Mining Secretary Najib Balala told CNBC Africa that the new measures followed a sector-wide review and was aimed at ensuring east Africa’s biggest economy got a more favourable deal.

“We believe that there are a lot of minerals in our country and the country needs to benefit from these minerals and we need to raise these charges. What we are trying to do is that we want to have a transparent and predictable system that there is a regime that is fixed and it is beneficial to the country and the companies,” said Balala

Kenya has proven deposits of titanium, gold and coal. But the country’s mining sector is a relatively small contributor to national output although its revenues are expected to grow as new mines come onstream.

“I believe that the companies must make profit and the country or the government must collect its taxes and royalties and the people on the ground must see a change in their lives. If we have these three balances, then I think we are in good business,” balala said

In Kenya, in addition to royalty increases, the government has revoked all mining licenses issued in the months before and after March’s elections.

Balala said he was cancelling prospecting and mining permits issued from Jan 14 to May 15 this year, a transition period when some ministers from the old government quit their positions and parliament was dissolved.

“We believe the mining sector will transform our economy, through its revenues, streamlining and I believe what we have done today by reviewing any processing that was illegal or was suspicious to be streamlined and put right, if a licensee is proper with all the financial backing and the processing was transparent and in a legal manner then the licensee will be given his licence”.

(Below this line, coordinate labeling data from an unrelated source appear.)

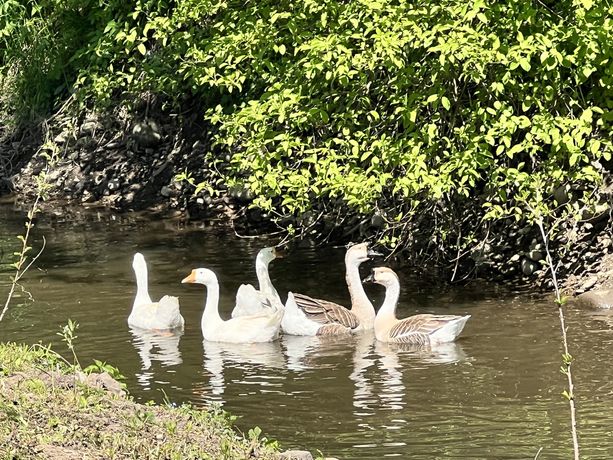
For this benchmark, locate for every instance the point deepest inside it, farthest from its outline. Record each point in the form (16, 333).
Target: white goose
(418, 329)
(249, 300)
(147, 314)
(261, 327)
(307, 316)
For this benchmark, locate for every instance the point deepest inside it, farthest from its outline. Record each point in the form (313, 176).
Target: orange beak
(191, 278)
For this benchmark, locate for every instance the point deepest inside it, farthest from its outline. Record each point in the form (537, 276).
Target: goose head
(201, 276)
(138, 262)
(382, 275)
(359, 253)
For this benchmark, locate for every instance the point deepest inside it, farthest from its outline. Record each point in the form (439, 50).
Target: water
(496, 393)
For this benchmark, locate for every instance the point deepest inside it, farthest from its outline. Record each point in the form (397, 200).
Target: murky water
(496, 393)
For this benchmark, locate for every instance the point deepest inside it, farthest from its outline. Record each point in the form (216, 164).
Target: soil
(130, 163)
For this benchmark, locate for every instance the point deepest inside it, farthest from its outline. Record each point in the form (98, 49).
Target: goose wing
(168, 312)
(326, 312)
(250, 301)
(417, 329)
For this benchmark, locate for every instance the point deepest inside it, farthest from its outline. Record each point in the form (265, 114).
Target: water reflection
(160, 346)
(253, 359)
(494, 394)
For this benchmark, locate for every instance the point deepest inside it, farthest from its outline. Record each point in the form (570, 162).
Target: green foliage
(374, 107)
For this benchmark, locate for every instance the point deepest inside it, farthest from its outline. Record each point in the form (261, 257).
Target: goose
(305, 315)
(250, 300)
(261, 327)
(422, 329)
(147, 314)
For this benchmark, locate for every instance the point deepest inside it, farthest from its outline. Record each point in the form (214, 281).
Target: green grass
(46, 413)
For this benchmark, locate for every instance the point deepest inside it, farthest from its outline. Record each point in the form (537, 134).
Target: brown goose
(305, 315)
(418, 329)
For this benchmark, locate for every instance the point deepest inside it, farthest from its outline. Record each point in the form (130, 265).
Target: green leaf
(445, 102)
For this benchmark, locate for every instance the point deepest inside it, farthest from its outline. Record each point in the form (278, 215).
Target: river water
(495, 393)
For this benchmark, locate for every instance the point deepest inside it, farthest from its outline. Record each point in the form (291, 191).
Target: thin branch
(567, 357)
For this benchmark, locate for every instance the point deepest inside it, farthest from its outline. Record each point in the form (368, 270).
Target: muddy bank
(130, 163)
(49, 411)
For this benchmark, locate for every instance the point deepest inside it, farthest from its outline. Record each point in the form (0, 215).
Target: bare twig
(567, 358)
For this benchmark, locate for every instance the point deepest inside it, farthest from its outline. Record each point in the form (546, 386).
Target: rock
(536, 255)
(561, 194)
(103, 381)
(295, 455)
(528, 267)
(89, 128)
(595, 299)
(60, 138)
(113, 185)
(146, 133)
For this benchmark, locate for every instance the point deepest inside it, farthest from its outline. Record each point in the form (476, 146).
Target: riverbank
(130, 164)
(49, 411)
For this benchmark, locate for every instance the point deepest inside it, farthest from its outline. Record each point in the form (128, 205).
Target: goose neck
(211, 306)
(142, 285)
(261, 271)
(392, 292)
(360, 303)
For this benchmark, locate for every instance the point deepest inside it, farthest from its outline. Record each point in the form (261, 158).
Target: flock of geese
(259, 314)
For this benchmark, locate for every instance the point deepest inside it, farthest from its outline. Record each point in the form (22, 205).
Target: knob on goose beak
(370, 278)
(191, 278)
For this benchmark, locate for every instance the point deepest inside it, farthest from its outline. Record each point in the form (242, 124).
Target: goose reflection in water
(305, 352)
(391, 361)
(160, 346)
(251, 358)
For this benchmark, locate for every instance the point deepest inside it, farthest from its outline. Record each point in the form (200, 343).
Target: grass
(46, 412)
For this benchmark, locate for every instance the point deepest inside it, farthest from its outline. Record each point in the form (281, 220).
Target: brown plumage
(333, 330)
(327, 313)
(417, 329)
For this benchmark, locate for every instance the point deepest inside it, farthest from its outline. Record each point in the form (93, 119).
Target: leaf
(445, 102)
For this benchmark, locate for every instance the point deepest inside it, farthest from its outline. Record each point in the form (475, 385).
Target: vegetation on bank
(401, 118)
(46, 411)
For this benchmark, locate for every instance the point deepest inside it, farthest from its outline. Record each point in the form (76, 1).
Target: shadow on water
(493, 394)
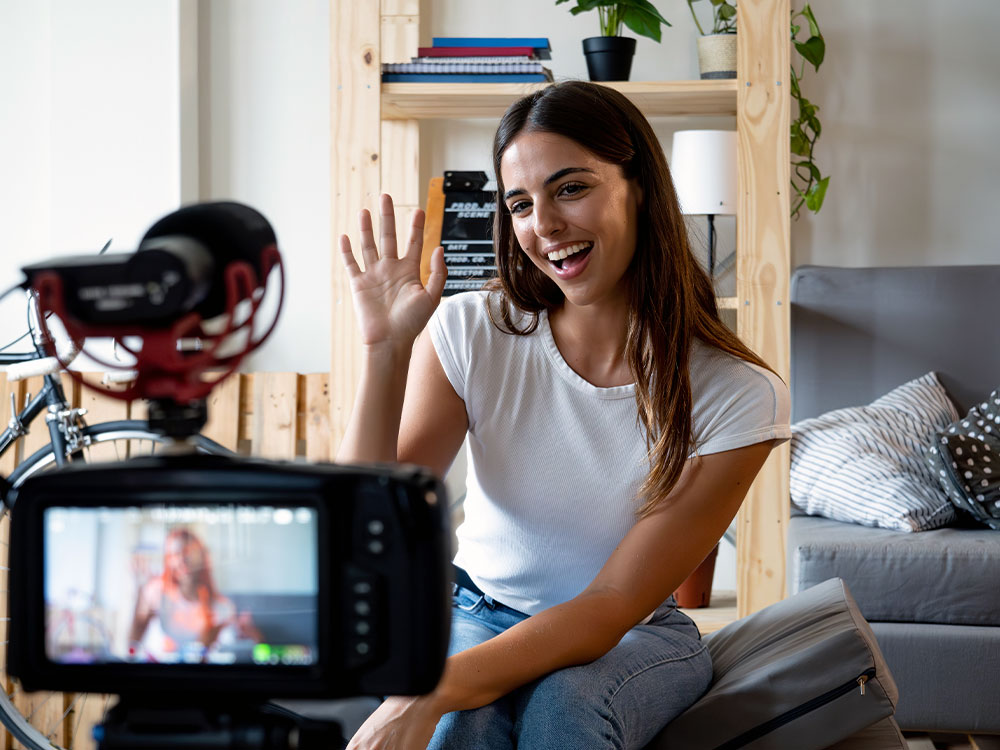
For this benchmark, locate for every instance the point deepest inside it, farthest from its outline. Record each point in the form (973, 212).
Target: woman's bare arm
(651, 561)
(392, 307)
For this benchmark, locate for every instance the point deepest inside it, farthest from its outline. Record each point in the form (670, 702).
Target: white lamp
(703, 165)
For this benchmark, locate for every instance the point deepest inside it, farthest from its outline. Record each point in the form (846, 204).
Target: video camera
(215, 583)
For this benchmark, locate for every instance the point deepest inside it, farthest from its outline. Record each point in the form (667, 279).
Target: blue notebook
(540, 44)
(464, 78)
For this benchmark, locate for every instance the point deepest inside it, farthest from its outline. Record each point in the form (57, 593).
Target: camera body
(331, 579)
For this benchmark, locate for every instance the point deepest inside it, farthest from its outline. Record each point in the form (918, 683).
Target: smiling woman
(614, 427)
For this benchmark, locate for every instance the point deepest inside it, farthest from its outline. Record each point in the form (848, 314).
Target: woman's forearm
(576, 632)
(373, 428)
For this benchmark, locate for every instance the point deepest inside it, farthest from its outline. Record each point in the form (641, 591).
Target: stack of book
(474, 60)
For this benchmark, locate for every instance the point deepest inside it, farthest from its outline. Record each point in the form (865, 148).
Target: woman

Royalties on gold, of which Kenya is a relatively small producer, would increase to 5 per cent of gross sales value from 2.5-3 per cent, Balala said.

For rare earth, niobium and titanium ores, royalties would rise to 10 per cent of gross sales value for from 3 per cent previously. Royalty rates for other extracted minerals would vary between 1 per cent and 12 per cent.

According to the Chamber of Mines, Kenya has more than 300 local and foreign firms prospecting for minerals or producing on a small scale, up from less than 30 two years ago.

The new measures do not affect the oil and gas sector, where a number of discoveries have led to a scramble by oil firms keen for a piece of the action.